Hypertension Management in England: A Serial Cross-Sectional Study From 1994 to 2011
What were the changes in blood pressure management between 1994 and 2011 in England?
The investigators did a serial cross-sectional study of five Health Survey for England surveys based on nationally representative samples of noninstitutionalized adults (ages ≥16 years). Mean blood pressure levels and rates of awareness, treatment, and control of hypertension were assessed. Hypertension was defined as systolic blood pressure ≥140 mm Hg, diastolic blood pressure ≥90 mm Hg, or receiving treatment for high blood pressure.
The mean blood pressure levels of men and women in the general population and among patients with treated hypertension progressively improved between 1994 and 2011. In patients with treated hypertension, blood pressure improved from 150.0 (standard error [SE], 0.59)/80.2 (0.27) mm Hg to 135.4 (0.58)/73.5 (0.41) mm Hg. Awareness, treatment, and control rates among men and women combined also improved significantly across each stage of this 17-year period, with the prevalence of control among treated patients almost doubling, from 33% (SE 1.4) in 1994 to 63% (1.7) in 2011. Nevertheless, of all adults with survey-defined hypertension in 2011, hypertension was controlled in only 37%.

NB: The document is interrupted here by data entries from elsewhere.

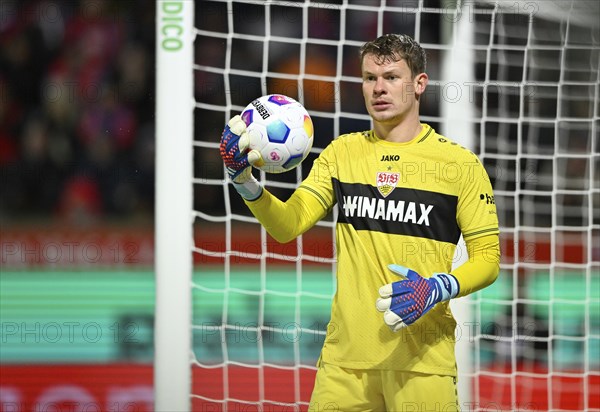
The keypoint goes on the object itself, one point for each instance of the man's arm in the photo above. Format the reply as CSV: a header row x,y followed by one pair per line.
x,y
483,266
287,220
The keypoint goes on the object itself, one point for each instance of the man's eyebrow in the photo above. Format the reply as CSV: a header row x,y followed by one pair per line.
x,y
387,72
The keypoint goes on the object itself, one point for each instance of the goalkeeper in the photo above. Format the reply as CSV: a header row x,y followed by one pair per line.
x,y
404,194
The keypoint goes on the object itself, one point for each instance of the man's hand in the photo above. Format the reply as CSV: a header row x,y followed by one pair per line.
x,y
234,151
405,301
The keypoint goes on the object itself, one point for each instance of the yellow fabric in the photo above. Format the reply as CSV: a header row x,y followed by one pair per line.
x,y
351,390
404,203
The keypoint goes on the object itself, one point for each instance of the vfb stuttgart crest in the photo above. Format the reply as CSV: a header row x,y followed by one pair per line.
x,y
386,182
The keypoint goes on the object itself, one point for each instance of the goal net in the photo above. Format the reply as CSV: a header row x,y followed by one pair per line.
x,y
515,81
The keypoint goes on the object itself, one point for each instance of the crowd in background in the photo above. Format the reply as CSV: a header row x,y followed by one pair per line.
x,y
76,109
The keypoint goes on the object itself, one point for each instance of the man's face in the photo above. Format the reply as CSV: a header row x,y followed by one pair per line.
x,y
389,89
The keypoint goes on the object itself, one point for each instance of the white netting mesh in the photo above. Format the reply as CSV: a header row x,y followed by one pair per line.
x,y
260,309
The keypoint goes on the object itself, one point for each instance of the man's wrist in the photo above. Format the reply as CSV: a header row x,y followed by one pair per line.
x,y
251,189
449,286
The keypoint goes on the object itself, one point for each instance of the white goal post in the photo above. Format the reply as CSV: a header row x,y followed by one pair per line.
x,y
239,320
173,223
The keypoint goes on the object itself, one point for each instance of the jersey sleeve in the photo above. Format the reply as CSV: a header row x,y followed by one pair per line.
x,y
476,210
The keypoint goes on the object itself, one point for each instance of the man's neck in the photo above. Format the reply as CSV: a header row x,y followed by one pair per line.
x,y
399,133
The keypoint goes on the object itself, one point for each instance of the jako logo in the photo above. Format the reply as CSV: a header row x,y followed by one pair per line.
x,y
389,158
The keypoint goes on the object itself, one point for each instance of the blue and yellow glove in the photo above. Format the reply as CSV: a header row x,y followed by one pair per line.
x,y
238,159
405,301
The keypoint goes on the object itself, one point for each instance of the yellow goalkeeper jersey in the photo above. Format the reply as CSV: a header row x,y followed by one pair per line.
x,y
404,203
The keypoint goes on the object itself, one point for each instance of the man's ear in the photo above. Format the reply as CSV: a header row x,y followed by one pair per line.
x,y
420,83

The authors concluded that if the same systematic improvement in all aspects of hypertension management continues until 2022, 80% of patients with treated hypertension will have controlled blood pressure levels, with a potential annual saving of approximately 50,000 major cardiovascular events.

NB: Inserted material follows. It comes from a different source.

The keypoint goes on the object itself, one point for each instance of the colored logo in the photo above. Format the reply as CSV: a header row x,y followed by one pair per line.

These data from a large representative sample of the English adult population show that all aspects of hypertension management have improved systematically across the five national surveys that focused on cardiovascular disease since 1994. The so-called rule of halves (i.e., that half of patients with high blood pressure in a population have been diagnosed, half of those detected have been treated, and half of those treated have been controlled), is now the rule of two-thirds. However, despite these systemic improvements, the rates of diagnosis, treatment, and control of raised blood pressure remain suboptimal, and every effort needs to be made to target a 100% goal of diagnosis, treatment, and control of hypertension. While several hundreds of thousands of cardiovascular events might possibly have already been prevented as a result of improvements in practice, many more will be prevented with additional improvements.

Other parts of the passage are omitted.